Torch.multinomial with generator is not determinstic under certain conditions

Hello,

I think there is a bug in torch.multinomial which sporadically appears when the number of input probabilities is large (e.g. greater than 10k, but gets worse as number gets larger) and replacement=True. I think it is also worse when the dynamic range of the probabilities is very high - i.e. a lot very very close to zero. I would love if this is user error, but I’m pretty sure it is not.

My guess is that it is some sort of numerical / floating point error?

What happens is that sometimes, the nth row of the returned indices is off by 1. e.g. in one trial, the 57th row out of 1000 might be index 57291 but in another trial it might end up as 57292 or 57290 (but never something far away like 1272).

Here is a reproducible - nb: we are on torch==2.5.1+cu118. If this is fixed in another version, apologies.

import torch
import torch.nn.functional as F


def run_test(
        device: torch.device,
        n_candidates: int,
        n_draws: int,
        n_trials: int,
        replacement: bool,
        band_width: float,
        band_offset: float,
        generator: torch.Generator,

):
    all_results = []
    for _ in range(n_trials):
        generator.manual_seed(42)

        # Stand-in for some process which randomly generates logits.
        # e.g. randomly sampling designs and running them through a classifier.
        logits = (
            torch.rand(n_candidates, device=device, generator=generator) * band_width
            - band_offset
        )
        # convert logits to probabilities
        probs = F.softmax(logits, dim=-1)

        # draw samples
        results = torch.multinomial(
            probs,
            n_draws,
            replacement=replacement,
            generator=generator,
        )
        all_results.append(results.unsqueeze(1))

    # combine the samples, shape is (n_draws, n_trials)
    results = torch.cat(all_results, dim=1)
    errors = []
    for nth_draw in range(n_draws):
        # get the nth draw across all trials
        nth_draw_across_trials = results[nth_draw]
        unique, counts = torch.unique(nth_draw_across_trials, return_counts=True)
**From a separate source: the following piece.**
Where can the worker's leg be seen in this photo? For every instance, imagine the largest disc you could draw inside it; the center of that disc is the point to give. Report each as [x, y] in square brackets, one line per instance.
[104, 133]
        # We expect each draw to be identical across all trials.
        # which would mean a single unique index was selected across all trials.
        if len(unique) > 1:
            errors.append((nth_draw, unique))

    message = (
        f"There are {len(errors)} row(s) in the output that are not identical across all {n_trials} trials."
        " The following samples are misaligned:"
    )
    if len(errors) > 0:
        print(message)

        for nth_draw, unique in errors:
            print(f"Draw {nth_draw} was not identical across all trials.  {len(unique)} different indices were sampled across {n_trials} trials: {unique.cpu().numpy().tolist()}")
    else:
        print("All samples are identical across all trials.")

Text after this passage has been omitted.